(Ottawa) Canada asserts it has full rights to navigate the Taiwan Strait after China claimed it was on “permanent high alert” the day after a Canadian military vessel and an American ship transited.
Posted at 1:52 p.m.
The USS Rafael Peralta, an Arleigh Burke-class destroyer, made a routine transit through the strait on Wednesday alongside the Canadian frigate HMCS Ottawa for the second time in two months.
The Canadian government did not hide it: Defense Minister Bill Blair announced it on the X network on Wednesday evening.
“Canada and the United States are working to support a free, open and inclusive Indo-Pacific region. HMCS Ottawa and USS Rafael Peralta crossed the Taiwan Strait. And as a Pacific nation, we will continue to promote peace and stability,” he wrote.

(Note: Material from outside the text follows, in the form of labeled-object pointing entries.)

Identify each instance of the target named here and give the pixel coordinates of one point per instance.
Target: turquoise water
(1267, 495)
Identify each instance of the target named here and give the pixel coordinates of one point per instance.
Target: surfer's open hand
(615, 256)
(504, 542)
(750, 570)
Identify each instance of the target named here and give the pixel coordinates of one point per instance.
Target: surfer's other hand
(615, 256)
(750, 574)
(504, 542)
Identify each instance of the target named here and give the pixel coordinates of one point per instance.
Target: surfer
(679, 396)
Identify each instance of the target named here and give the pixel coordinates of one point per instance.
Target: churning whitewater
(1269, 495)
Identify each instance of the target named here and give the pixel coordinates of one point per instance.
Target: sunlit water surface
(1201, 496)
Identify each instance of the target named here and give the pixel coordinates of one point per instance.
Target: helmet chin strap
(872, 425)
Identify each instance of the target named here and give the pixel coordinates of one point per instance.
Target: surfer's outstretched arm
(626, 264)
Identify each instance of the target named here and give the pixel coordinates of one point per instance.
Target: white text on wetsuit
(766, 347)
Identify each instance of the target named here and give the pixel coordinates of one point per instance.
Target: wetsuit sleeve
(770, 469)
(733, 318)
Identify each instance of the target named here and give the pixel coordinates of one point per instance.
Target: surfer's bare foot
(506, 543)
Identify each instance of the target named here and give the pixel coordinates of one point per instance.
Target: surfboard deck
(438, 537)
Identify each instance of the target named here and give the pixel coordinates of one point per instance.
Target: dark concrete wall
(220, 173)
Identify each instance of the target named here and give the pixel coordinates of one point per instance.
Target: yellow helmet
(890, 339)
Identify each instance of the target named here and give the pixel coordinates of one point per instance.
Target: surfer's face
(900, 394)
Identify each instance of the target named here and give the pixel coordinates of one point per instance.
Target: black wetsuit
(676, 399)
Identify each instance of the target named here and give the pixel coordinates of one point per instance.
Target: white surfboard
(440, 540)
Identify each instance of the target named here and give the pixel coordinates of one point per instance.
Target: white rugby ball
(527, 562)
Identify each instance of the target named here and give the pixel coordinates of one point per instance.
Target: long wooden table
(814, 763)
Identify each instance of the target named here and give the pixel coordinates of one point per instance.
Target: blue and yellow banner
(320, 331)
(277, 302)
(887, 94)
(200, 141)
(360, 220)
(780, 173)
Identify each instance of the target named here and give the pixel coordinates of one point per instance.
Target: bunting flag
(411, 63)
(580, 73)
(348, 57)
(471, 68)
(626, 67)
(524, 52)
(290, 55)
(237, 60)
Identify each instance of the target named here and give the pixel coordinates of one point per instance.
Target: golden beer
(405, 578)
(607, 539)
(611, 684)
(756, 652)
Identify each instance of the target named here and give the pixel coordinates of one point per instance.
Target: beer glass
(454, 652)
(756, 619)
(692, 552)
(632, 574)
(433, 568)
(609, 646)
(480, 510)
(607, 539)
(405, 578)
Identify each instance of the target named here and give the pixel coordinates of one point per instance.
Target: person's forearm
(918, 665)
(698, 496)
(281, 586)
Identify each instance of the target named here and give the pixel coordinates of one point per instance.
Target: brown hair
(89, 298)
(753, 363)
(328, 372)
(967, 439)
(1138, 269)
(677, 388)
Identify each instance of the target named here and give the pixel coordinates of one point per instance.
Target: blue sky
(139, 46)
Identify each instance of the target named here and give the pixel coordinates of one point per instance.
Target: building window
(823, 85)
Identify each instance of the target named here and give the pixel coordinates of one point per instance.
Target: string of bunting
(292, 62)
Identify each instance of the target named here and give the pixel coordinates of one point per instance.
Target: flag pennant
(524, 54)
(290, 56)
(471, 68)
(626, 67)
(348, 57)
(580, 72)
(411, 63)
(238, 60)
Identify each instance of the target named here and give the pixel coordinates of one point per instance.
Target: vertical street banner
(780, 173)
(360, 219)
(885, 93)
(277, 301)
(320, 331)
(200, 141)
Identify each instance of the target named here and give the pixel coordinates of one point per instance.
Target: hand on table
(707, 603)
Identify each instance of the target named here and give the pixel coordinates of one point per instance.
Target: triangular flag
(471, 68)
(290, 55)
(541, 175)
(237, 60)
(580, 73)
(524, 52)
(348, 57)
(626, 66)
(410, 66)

This is a routine transit, said communications director Daniel Minden on Thursday.
“We sail regularly in these international waters,” he wrote to La Presse.
The United States argued the same: the American Seventh Fleet said in a press release that the transit was in accordance with international law and “through a corridor in the strait located beyond the territorial sea of a state coast.”
But China has not interpreted it in the same way.
“The troops there remain on constant alert and will resolutely protect national sovereignty and security, as well as peace and stability in the region,” Col. Shi Yi, spokesman for China’s Eastern Theater Command, said in a news release.
Washington and its Western allies have increased passage of warships through the strait as part of the “freedom of navigation” program to remind people that they are international waterways, which has raised the ire of Beijing.
Taiwan’s defense ministry said on Thursday it had monitored the passage overnight from Wednesday to Thursday, but reiterated that “the situation was normal”.